What staff proposed and the board directed: Staff presented three scenarios. The board backed scenario 3, which includes: - Shifting $1.4 million from housing interventions into behavioral health services and supports (within the statutory flexibility staff described). - Using approximately $1.8 million in BHSA fund balance to reduce immediate cuts and increase base funding. - Funding a Medi‑Cal billing coordinator position to pursue increased federal financial participation (staff said the county had roughly $1.5 million in rejected claims in 2024 that might be recoverable with better billing processes). - Adding three behavioral‑health case managers (option 3A); staff presented higher staffing options (3B, 3C) and associated multi‑year costs.
Public testimony and operational urgency: Housing developers and service providers—Mercy Housing, Yolo County Housing and site operators—told the board that three recent supportive‑housing developments (West Beamer Place, East Beamer Street and 1801 West Capitol) were under‑staffed and experiencing lease terminations, property damage and safety incidents. Mercy Housing’s regional vice president Erica Plumb said higher on‑site staffing “is foundational” to the state funding commitments and urged the board to meet the eight on‑site FTE staffing levels promised in long‑term agreements. West Sacramento Police Chief Rob Strange and other public commenters described increased calls for service tied to reduced on‑site support.
Board conditions and follow‑ups: The board’s motion included several instructions: staff should (1) incorporate the staffing and Medi‑Cal billing positions into the BHSA draft plan to be submitted to the state; (2) pursue legal and policy clarification about the allowable uses of the housing interventions bucket (the board asked county counsel and staff to press the state for guidance); (3) seek cost‑sharing conversations with city partners where the projects sit; and (4) begin recruitment/hiring work prior to July to address immediate operational risks. Supervisors emphasized the need for a transparent draft and for further review at a March 24/31 meeting cycle and again when the final plan returns to the board before June.

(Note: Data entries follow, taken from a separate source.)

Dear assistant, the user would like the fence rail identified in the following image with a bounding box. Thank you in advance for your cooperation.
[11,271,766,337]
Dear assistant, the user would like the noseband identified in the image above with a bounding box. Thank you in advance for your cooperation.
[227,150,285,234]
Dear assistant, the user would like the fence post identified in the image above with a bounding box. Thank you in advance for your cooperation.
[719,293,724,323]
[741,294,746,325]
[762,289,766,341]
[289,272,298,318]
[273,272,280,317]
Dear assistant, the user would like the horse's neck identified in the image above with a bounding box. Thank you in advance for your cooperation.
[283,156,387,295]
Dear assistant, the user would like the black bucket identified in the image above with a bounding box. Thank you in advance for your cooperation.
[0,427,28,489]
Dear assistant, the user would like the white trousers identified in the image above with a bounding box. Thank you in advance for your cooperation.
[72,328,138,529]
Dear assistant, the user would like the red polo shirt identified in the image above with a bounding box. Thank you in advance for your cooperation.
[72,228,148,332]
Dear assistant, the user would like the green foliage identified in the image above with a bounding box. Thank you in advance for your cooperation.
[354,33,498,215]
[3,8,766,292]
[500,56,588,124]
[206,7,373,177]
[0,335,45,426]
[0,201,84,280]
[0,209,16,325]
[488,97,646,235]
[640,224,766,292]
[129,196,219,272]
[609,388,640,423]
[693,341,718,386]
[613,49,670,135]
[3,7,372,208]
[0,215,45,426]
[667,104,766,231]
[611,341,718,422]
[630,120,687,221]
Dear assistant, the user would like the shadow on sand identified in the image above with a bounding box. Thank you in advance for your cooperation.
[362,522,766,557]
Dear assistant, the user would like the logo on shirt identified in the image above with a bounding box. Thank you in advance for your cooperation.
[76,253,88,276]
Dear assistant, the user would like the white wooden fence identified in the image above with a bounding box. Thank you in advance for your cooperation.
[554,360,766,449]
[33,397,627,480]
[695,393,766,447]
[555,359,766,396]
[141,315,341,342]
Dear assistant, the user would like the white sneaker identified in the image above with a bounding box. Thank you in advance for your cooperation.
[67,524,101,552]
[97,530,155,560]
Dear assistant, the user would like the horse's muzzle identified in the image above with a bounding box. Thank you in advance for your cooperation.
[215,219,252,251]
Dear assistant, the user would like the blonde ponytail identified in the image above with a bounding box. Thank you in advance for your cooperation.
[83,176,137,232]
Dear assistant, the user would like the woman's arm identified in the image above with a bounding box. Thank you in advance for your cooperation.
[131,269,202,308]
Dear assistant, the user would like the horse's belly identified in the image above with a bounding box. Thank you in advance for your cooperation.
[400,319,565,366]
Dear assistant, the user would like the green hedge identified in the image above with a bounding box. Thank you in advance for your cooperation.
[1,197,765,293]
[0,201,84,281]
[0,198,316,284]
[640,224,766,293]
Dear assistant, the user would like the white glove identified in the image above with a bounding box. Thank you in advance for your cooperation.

Numbers from the meeting: staff reported a BHSA fund balance of about $14.2 million, a BHSA structural gap of about $1.1 million, combined behavioral‑health deficits of roughly $4.1 million (including realignment and general‑fund pressures), and modelled plan‑level expenditures rising to approximately $21.8 million under the chosen scenario. Staff estimated that adding the full complement of eight on‑site positions would increase annual costs by roughly $1 million and would draw down fund balance across the three‑year plan.
What comes next: Staff will prepare the BHSA draft for the March 31 state submission and return a refined draft to the board in late March for review and direction before finalizing it for state submission and public comment. The board asked staff to pursue state guidance on allowable uses and to return with clearer options for funding and timing.